Pale blue dot

Depuis longtemps hors du système solaire, Voyager 1 continue sa route solitaire dans l'espace profond et le silence éternel du cosmos. Elle est au moment où j'écris ces lignes à environ treize milliards de kilomètres de nous, et continue de nous transmettre des données, même si le lien se fait chaque jour plus ténu. Ce morceau de métal, ce robot fidèle est l'objet d'origine humaine le plus éloigné de ses créateurs. Dans quarante mille ans, si tout va bien, elle atteindra sa première étoile.
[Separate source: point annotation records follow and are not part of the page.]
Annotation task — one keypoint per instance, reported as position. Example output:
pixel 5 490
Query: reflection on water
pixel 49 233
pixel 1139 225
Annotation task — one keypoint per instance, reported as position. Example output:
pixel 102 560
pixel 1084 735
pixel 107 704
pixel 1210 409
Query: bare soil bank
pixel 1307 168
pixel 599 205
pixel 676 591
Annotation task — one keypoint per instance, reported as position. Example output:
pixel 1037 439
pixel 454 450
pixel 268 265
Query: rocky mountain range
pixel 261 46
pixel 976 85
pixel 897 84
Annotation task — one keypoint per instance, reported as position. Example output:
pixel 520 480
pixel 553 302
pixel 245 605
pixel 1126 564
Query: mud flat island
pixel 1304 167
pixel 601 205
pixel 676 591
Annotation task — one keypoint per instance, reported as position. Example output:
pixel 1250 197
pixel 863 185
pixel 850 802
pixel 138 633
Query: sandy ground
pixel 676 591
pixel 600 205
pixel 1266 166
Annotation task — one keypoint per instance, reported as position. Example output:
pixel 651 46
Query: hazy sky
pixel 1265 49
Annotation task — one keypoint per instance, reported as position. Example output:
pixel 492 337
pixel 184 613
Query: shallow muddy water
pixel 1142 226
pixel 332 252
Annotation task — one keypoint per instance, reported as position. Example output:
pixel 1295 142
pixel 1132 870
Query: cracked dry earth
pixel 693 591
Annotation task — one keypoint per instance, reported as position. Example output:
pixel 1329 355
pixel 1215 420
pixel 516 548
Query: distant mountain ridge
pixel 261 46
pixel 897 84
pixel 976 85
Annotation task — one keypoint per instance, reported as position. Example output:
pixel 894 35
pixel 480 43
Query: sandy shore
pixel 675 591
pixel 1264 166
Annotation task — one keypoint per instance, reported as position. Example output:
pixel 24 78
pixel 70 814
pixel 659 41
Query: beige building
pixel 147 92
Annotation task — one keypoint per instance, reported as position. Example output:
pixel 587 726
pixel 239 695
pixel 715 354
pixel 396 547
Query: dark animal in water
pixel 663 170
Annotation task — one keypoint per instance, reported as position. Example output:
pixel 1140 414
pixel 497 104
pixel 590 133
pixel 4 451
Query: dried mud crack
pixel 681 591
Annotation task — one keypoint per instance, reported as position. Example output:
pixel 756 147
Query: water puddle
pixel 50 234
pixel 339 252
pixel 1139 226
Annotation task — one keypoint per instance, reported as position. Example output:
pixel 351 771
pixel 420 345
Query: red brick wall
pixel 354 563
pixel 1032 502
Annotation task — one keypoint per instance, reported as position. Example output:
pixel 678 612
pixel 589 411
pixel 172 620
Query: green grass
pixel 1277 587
Lancée en 1977 avec sa soeur jumelle Voyager 2, elle a pris il y a plus de vingt ans des photos d'une beauté extraordinaire de Jupiter et Saturne, qui ont à jamais marqué l'enfant que j'étais. Contrairement à Galileo, les deux voyageuses n'ont pas été sacrifiées, mais propulsées vers l'infini.

En 1990, sur une idée géniale de Carl Sagan, Voyager 1 s'est retournée, et a pointé ses caméras vers sa planète d'origine: la Terre. Et elle a transmis l'image sans doute la plus impressionnante de sa longue carrière: on ne voit strictement rien. Ou plutôt, presque rien. Si l'on regarde avec attention, on peut distinguer, par hasard au milieu d'un des artefacts dûs à la luminosité du soleil très proche, un petit machin.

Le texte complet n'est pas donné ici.